Podnosi wzrok na twarz Harry'ego by wygłosić jakiś komentarz, ale znów odbiera mu mowę.

Harry unosi się na wodzie, jego włosy kłębią się wokół jego głowy i układają w abstrakcyjne fale, jak na nieodkrytym dziele Van Gogha. Ma zamknięte oczy i delikatnie rozchylone usta, wygląda na naprawdę spokojnego. Gdy Louis znów porusza ręką, rzęsy Harry'ego trzepoczą i słyszy jego ciche westchnienie.

Louis wstrzymuje swoje ruchy i tylko patrzy na Harry'ego, głęboko przekonany, że to najpiękniejsza rzecz, jaką kiedykolwiek widział.

W końcu Harry orientuje się, że Louis przestał, więc otwiera oczy i mruga kilka razy z leniwym uśmiechem na twarzy.

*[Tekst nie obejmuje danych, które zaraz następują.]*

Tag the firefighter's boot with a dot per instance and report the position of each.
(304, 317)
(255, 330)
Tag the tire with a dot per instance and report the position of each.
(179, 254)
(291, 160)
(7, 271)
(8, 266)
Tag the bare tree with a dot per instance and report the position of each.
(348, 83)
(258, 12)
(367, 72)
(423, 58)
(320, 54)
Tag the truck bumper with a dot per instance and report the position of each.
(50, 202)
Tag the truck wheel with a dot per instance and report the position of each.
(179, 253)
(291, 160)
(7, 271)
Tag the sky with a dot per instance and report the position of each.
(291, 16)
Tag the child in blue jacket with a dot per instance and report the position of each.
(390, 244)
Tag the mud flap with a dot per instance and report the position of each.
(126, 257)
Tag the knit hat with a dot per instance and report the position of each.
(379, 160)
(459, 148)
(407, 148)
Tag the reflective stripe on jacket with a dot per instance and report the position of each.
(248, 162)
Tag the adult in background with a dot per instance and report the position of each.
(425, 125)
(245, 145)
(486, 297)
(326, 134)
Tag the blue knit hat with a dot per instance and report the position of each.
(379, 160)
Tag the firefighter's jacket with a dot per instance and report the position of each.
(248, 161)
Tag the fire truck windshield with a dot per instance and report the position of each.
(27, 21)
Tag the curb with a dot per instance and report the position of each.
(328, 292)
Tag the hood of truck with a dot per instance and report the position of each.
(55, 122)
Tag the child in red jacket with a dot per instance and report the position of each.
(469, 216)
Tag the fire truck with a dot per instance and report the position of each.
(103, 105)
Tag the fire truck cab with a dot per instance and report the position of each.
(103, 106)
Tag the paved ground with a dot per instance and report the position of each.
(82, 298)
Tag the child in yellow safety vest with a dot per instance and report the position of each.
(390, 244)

Chłopak odwzajemnia jego uśmiech i przez chwilę po prostu na siebie patrzą, a morze faluje wokół nich.

- Więc - zaczyna Harry, przerywając ciszę pomiędzy nimi. - Jestem teraz prawdziwy?

Louis śmieje się cicho ze zdumieniem. - Wciąż trochę mi ciężko, jeśli mam być szczery.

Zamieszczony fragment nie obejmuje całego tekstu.